Марк подумал на мужика: дьявол! – а на царя: вот Бог! я увидел их, наконец-то! – но он ошибся и все перепутал. Мужик в грязных штанах и был истинный Бог. Он тихо, боязливо ел за роскошным столом, то и дело потрясенно, восторженно оглядывая все его великолепие. Засовывал ложку в рот, потом отшвыривал ложку, вилку и брал еду руками. Изредка взглядывал на царя. А царь был не прост. Царь прикрывал всею своей роскошью гнилое, гадкое нутро. А впрочем, дьявол разве признается, что он есть гниль и гадость? Что он – самый умелый, искусный вор всего подлинного и бесценного, что только водится на земле и выше земли, в незнаемых глубоких небесах? Никогда. Царь, это и был дьявол, тут Марк просчитался, он не узнал его, его нельзя было узнать в торжественном, не подступись, обличье. Как много людей клюют в мире на роскошь, на позолоту и огромные, на холеных пальцах, перстни! Восхищаются богато расшитым тюрбаном, скипетром и державой, короной на лбу! Верят власти. У кого власть, тот и прав. А других – к ногтю. Мировой порядок таков был во все века. Ничего не изменилось! Дьявол своровал у человека самое главное – Бога. Он прикинулся владыкой и Богом – для того, чтобы человек, едва дыша от восторга и раболепия, слепо пошел за ним. Куда угодно. Хоть в пасть Зверю.
А где Зверь, пытался оглянуться Марк и не мог, где же Зверь, он что-то невнятное в жизни своей слыхал про него, вроде у него сто копыт, дюжина рогов и семь голов, семь зубастых пастей, на нем кто-то сидит, отсюда уже не рассмотреть, кто, вот это знатное чудовище, оно больше на дьявола похоже, что ни говори. Не было нигде Зверя; ни даже тени его. Молчала ночная комната. Нежно, медленно ходили призраки его сестер за диваном, за шкафами, в плавном танце поднимались и опускались тонкие мертвые руки. Нет! бессмертные! Все дышало бессмертием, и этот стол, укрытый золотой парчой, полный яств, и этот мужик, он жадно доедал людскую пищу, и этот хитрый, донельзя усталый от людей, надменный царь, вот он наконец схватил за горло медный сосуд, поднес ко рту и отхлебнул большой глоток, и рот рукавом утер, и оцарапал губы жесткой парчой, и в комнате густо и пряно запахло пустынным вином.
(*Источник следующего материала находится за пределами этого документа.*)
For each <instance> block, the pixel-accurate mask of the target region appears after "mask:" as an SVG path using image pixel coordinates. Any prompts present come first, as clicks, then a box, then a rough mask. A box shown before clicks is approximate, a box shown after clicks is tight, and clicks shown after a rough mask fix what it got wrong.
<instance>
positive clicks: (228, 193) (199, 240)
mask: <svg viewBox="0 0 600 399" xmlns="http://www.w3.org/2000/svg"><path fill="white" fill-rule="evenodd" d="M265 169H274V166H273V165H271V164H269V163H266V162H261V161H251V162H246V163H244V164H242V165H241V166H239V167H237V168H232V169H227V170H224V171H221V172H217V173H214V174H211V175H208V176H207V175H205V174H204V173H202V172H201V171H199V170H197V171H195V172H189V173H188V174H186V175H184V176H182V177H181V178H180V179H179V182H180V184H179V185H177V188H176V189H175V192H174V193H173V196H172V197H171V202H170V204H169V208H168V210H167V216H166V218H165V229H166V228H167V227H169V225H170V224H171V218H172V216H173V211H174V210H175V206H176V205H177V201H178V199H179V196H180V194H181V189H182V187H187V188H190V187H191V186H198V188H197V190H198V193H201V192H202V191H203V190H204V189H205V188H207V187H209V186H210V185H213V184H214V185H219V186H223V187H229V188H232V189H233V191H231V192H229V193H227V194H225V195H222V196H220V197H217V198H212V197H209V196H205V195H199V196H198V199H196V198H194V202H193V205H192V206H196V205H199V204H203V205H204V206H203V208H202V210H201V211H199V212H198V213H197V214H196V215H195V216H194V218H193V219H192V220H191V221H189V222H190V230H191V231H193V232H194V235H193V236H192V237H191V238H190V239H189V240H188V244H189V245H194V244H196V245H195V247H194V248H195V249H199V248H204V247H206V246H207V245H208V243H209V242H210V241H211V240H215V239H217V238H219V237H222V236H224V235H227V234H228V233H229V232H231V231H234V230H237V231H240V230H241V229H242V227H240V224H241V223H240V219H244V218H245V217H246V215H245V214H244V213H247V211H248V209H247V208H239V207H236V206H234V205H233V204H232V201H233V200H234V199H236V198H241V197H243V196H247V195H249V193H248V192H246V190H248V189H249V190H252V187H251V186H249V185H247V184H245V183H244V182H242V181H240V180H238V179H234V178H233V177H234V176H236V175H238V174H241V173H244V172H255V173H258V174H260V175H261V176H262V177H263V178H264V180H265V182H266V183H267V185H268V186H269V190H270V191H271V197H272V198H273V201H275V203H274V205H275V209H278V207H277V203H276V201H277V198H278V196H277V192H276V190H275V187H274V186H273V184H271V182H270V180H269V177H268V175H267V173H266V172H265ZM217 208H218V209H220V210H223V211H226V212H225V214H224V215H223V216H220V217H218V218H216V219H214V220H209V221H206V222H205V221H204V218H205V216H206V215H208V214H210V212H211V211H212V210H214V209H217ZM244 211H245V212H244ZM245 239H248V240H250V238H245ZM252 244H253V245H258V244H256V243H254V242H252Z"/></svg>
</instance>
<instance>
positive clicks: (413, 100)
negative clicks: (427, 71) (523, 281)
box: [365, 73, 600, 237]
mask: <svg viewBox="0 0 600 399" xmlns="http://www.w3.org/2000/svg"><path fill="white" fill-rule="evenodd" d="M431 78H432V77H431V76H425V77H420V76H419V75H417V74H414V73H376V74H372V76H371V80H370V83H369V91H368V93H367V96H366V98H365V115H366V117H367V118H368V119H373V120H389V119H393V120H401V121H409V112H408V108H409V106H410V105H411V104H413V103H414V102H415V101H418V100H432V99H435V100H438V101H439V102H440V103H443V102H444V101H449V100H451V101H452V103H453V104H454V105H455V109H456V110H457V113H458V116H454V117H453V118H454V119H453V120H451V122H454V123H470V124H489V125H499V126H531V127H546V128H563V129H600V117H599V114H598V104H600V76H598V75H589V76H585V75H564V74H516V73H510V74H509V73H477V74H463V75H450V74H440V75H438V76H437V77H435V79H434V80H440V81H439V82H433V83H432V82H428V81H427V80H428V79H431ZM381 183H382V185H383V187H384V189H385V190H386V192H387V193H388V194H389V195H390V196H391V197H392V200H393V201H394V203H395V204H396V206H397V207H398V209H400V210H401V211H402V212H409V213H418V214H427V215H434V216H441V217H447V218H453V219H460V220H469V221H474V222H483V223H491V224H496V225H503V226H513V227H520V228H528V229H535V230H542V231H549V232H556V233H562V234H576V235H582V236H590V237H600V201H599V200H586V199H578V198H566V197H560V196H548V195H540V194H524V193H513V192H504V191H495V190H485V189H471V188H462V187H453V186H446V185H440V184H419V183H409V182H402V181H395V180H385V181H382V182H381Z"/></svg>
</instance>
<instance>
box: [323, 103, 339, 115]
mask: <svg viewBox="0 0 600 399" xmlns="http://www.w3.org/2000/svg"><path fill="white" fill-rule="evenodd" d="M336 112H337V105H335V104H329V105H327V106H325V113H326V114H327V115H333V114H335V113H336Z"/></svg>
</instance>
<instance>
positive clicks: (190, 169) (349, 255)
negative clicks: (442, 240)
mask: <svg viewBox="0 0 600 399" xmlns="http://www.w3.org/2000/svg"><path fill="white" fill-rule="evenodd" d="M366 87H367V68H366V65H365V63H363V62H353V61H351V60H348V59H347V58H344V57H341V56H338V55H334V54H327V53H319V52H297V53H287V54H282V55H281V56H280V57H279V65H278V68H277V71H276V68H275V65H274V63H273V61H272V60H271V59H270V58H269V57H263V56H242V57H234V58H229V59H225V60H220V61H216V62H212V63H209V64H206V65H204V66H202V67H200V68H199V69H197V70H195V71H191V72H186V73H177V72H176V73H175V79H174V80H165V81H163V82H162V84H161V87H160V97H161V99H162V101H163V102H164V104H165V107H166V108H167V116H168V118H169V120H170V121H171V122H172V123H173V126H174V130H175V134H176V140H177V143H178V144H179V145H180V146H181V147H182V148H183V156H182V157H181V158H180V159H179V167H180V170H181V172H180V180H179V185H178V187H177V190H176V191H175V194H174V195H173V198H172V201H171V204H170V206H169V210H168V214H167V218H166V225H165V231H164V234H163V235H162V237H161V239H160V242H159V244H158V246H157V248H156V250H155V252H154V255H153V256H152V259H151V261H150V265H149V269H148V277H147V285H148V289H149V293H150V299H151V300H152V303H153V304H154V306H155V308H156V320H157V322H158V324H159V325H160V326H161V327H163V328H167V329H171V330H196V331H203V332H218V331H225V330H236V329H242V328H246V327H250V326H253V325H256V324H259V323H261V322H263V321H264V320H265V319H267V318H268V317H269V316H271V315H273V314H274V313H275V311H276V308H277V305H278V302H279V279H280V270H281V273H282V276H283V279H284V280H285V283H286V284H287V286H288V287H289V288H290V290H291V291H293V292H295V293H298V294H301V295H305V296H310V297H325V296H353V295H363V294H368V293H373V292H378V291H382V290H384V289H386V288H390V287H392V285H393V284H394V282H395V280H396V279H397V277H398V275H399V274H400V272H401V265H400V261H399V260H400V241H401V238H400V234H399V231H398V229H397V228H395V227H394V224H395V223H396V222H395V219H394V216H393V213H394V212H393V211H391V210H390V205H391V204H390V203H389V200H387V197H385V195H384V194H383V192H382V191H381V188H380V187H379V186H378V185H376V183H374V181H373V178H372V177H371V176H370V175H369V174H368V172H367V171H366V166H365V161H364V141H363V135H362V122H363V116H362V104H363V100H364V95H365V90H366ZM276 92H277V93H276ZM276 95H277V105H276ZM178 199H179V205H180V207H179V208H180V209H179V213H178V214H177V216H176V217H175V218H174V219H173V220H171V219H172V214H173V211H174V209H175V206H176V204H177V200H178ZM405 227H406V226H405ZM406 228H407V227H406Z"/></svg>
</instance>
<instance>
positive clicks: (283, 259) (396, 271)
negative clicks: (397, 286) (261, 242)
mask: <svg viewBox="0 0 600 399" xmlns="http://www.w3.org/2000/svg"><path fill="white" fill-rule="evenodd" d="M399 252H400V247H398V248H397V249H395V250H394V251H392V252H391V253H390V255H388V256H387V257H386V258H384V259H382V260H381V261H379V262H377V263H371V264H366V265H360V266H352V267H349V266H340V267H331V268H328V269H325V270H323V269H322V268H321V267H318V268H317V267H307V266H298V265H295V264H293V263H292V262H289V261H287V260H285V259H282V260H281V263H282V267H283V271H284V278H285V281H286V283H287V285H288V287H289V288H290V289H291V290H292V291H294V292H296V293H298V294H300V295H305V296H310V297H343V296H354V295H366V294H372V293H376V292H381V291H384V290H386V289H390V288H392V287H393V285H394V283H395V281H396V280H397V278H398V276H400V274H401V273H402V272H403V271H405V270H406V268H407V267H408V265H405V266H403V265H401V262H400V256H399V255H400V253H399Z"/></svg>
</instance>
Тюрбан, дьявол сидит за столом в восточном наряде, значит ли это, что воскрес Восток? И воскрес жирный Мансур, и воскрес тот кудрявый седой ливиец, прилюдно истыканный ножами и штыками? И воскресла бедная Дина? Ведь она от смерти спасла его. А сама умерла. Дьявол, разве не ты подослал ко мне на ночной морозной улице танцующую елку с восточным золотым лицом в темных колючих ветвях? Она станцевала мне посреди улицы мой единственный праздник. Как жаль, что я сам не сплясал вокруг нее! Не пошел одиноким хороводом! Нет, такое мог сделать только Бог! Чей Бог? Какой страны, какого мира?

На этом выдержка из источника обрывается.